Pernikahan Hanya 2 Bulan, Boiyen Ungkap Alasan Cerai dari Rully Anggy Akbar

INBERITA.COM, Pernikahan singkat yang dijalani komedian Boiyen bersama Rully Anggy Akbar berakhir jauh lebih cepat dari yang dibayangkan.

Rumah tangga yang baru seumur jagung itu kandas hanya dalam waktu dua bulan, menyisakan cerita tentang harapan yang tak sejalan dengan kenyataan.

Perceraian tersebut bukan keputusan yang diambil secara tiba-tiba. Boiyen mengungkap bahwa sebelum menikah, ia sebenarnya sudah mengetahui adanya sejumlah masalah dalam diri Rully.

Namun saat itu, ia masih menyimpan keyakinan bahwa pernikahan bisa menjadi titik balik perubahan.

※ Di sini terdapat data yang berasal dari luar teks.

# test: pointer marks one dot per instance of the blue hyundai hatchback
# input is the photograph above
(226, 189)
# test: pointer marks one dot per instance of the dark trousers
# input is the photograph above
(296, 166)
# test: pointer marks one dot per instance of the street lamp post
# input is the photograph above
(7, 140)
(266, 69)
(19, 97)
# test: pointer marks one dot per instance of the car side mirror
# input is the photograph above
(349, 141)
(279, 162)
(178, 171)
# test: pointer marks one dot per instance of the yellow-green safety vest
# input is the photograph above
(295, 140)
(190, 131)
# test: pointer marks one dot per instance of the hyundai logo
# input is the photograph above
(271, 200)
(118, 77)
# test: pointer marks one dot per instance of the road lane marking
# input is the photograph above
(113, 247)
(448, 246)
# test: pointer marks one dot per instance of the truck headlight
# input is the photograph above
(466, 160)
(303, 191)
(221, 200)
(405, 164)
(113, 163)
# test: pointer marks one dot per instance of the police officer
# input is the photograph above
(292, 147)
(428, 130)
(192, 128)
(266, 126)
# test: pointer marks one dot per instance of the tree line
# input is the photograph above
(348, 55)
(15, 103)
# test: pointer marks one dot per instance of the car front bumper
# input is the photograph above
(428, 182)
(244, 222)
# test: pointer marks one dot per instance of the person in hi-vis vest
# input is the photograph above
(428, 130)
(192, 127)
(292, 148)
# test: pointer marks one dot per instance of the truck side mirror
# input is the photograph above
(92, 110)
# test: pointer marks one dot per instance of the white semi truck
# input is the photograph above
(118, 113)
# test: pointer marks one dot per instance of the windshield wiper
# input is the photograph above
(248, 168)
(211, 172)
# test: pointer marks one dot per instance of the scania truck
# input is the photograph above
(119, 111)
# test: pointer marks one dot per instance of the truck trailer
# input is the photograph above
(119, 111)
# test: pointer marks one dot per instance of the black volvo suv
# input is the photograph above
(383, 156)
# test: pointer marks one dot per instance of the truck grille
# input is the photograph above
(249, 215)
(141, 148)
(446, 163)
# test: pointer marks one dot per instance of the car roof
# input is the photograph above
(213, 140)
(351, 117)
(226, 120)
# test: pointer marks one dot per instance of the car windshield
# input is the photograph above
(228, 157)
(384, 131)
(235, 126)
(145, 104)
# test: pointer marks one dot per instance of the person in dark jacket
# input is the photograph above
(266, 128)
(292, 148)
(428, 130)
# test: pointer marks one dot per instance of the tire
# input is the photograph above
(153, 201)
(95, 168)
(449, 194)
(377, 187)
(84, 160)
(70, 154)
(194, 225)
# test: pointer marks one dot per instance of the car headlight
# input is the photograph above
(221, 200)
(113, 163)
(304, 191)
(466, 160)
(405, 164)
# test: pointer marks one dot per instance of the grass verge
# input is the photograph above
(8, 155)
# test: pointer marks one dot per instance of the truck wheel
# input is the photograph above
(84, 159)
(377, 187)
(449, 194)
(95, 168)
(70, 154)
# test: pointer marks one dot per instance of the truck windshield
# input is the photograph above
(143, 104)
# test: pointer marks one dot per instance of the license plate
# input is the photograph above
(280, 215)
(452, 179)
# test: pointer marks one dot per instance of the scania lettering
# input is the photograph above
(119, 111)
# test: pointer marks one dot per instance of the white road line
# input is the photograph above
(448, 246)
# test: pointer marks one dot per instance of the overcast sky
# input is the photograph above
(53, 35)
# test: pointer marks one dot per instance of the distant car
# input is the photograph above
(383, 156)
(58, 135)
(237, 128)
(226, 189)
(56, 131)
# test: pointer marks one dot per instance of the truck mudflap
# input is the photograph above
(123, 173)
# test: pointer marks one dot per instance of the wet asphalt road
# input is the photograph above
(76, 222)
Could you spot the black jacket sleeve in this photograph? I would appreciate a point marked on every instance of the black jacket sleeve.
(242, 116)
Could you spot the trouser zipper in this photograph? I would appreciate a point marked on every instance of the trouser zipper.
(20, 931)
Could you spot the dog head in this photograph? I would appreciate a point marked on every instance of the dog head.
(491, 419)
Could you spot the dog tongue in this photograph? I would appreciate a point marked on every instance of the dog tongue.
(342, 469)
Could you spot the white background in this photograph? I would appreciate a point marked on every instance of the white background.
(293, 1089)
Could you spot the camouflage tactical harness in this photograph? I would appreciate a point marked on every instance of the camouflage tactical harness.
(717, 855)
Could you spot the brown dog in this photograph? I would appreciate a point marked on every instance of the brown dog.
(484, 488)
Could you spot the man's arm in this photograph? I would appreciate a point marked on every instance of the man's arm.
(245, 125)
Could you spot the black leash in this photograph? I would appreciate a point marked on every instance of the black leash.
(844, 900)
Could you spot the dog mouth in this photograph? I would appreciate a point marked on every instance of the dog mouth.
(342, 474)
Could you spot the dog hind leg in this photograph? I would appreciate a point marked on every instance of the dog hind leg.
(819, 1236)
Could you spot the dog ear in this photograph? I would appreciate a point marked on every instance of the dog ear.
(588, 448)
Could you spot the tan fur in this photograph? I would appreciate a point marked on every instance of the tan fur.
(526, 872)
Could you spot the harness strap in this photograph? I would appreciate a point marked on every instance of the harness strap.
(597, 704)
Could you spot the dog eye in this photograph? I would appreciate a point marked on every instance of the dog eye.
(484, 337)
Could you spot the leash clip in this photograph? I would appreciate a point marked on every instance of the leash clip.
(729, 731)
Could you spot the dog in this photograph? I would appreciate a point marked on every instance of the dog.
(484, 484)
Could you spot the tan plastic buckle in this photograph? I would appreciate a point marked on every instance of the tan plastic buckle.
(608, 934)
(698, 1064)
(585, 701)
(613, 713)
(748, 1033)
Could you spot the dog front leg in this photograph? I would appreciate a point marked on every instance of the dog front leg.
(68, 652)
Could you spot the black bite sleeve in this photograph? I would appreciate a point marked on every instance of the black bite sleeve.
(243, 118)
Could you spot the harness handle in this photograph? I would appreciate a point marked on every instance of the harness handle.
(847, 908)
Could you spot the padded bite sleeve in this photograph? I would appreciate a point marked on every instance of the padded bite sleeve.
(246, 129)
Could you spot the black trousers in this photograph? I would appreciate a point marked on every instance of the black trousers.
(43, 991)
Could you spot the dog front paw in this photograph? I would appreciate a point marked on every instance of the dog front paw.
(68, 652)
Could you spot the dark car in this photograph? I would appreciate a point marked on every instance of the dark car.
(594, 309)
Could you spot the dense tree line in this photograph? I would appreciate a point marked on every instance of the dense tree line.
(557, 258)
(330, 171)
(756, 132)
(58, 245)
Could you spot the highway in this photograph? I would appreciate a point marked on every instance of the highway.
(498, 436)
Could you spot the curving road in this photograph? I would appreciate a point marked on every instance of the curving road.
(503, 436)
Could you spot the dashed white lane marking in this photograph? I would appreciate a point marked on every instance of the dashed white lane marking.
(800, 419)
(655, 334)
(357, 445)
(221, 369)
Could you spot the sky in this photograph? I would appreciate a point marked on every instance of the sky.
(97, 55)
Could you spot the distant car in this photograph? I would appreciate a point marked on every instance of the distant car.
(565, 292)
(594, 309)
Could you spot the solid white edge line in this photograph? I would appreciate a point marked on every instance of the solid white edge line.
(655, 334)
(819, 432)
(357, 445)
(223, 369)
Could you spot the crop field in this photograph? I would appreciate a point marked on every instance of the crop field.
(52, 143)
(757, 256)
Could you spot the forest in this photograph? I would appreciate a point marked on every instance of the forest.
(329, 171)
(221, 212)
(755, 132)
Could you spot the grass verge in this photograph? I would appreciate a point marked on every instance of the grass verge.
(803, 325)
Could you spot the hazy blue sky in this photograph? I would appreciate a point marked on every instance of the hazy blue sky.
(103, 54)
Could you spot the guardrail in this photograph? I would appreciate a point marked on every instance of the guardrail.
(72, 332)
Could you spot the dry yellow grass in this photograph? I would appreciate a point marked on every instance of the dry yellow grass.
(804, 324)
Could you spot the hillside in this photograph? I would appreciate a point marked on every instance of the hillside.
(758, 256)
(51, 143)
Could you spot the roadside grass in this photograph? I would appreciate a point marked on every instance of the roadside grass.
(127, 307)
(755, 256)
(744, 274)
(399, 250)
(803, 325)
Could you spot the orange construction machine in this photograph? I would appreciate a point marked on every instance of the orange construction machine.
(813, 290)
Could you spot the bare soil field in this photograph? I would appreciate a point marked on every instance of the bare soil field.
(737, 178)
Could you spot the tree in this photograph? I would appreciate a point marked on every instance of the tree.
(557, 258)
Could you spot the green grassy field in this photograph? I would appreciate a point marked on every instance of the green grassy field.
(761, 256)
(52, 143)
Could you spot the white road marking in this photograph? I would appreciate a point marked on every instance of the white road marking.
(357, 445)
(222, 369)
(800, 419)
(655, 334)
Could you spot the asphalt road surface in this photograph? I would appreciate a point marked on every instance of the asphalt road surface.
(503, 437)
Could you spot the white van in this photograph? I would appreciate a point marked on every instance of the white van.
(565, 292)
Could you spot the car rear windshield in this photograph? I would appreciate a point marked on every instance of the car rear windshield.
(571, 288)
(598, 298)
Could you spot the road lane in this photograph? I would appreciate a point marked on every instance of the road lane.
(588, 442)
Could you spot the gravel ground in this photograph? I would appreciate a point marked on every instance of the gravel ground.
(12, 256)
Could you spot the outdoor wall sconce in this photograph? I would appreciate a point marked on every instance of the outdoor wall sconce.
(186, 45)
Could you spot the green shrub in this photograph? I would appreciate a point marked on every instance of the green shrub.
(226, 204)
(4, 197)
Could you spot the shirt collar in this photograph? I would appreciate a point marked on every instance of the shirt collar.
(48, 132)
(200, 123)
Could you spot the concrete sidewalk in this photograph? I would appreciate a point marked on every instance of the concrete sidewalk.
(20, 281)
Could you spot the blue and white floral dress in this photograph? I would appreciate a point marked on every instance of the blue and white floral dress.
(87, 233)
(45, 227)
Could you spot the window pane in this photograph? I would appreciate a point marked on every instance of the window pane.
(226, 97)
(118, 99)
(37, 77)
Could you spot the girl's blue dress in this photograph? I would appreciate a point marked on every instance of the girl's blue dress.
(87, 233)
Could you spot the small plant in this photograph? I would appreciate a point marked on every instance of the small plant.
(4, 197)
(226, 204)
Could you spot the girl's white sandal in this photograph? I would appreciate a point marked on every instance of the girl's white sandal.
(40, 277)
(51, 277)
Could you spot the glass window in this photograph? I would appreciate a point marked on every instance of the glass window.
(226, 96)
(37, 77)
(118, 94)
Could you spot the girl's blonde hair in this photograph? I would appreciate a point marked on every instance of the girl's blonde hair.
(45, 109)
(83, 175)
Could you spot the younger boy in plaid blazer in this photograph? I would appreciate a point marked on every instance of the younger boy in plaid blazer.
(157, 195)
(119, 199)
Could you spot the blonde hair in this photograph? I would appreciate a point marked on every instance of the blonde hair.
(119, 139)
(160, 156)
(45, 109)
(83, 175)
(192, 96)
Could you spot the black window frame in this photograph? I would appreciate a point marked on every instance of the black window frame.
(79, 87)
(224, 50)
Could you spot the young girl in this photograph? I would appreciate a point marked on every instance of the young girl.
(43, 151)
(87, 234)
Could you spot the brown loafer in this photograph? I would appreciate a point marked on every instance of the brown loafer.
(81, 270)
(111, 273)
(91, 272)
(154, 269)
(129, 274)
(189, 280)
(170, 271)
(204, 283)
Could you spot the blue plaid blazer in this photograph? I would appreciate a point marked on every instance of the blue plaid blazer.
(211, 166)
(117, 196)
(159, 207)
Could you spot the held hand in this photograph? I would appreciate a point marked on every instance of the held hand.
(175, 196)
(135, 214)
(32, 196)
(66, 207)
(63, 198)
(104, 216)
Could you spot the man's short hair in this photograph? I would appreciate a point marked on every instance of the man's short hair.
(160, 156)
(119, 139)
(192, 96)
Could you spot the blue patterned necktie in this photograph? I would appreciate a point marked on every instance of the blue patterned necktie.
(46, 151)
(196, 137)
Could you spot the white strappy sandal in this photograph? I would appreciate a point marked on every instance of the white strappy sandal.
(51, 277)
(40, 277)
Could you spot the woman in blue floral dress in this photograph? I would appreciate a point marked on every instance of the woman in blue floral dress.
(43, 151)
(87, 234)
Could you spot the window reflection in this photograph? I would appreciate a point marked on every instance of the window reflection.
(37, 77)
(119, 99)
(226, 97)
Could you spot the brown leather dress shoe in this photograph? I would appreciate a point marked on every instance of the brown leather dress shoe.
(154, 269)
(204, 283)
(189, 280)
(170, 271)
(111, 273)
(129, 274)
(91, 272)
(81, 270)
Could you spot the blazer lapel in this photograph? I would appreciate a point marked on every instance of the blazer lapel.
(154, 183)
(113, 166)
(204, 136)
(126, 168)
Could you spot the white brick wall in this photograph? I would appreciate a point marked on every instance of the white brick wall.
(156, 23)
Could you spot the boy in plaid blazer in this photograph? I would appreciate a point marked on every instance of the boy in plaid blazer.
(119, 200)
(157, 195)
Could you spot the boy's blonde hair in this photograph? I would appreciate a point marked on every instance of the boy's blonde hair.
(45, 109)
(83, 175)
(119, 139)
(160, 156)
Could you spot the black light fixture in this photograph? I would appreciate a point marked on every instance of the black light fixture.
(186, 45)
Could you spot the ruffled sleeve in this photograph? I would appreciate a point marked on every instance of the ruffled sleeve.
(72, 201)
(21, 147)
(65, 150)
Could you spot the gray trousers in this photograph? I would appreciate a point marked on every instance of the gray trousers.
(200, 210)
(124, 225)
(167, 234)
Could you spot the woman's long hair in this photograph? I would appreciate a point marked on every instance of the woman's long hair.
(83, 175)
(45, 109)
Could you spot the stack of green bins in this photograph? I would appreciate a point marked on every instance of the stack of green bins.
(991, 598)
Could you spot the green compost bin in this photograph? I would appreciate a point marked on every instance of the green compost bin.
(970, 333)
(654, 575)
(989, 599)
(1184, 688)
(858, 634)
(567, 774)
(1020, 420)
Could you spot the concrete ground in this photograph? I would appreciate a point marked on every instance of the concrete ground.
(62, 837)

“Sebelumnya udah mikir ‘oh bisa berubah nih’, sebelumnya ada juga udah ada masalahnya. Tapi pas abis nikah ada lagi, ‘oh ya ternyata emang nggak bisa berubah’,” kata Boiyen dalam siniar yang dipandu Ivan Gunawan dikutip Selasa, 14 April 2026.

Harapan itu perlahan memudar setelah mereka resmi menjadi suami istri. Boiyen menilai persoalan utama dalam rumah tangga mereka terletak pada komunikasi yang tidak berjalan baik.

Ia melihat tidak ada upaya dari Rully untuk memperbaiki sikap atau membuka diri demi keberlangsungan hubungan mereka.

Menurut Boiyen, perubahan karakter bukan sesuatu yang bisa dipaksakan dari luar. Ia menekankan bahwa setiap individu memiliki tabiat yang melekat dan tidak mudah diubah, terutama jika tidak ada kesadaran dari diri sendiri.

“Sifat manusia itu kan ada yang tabiat ya. Susah diubah,” ujarnya.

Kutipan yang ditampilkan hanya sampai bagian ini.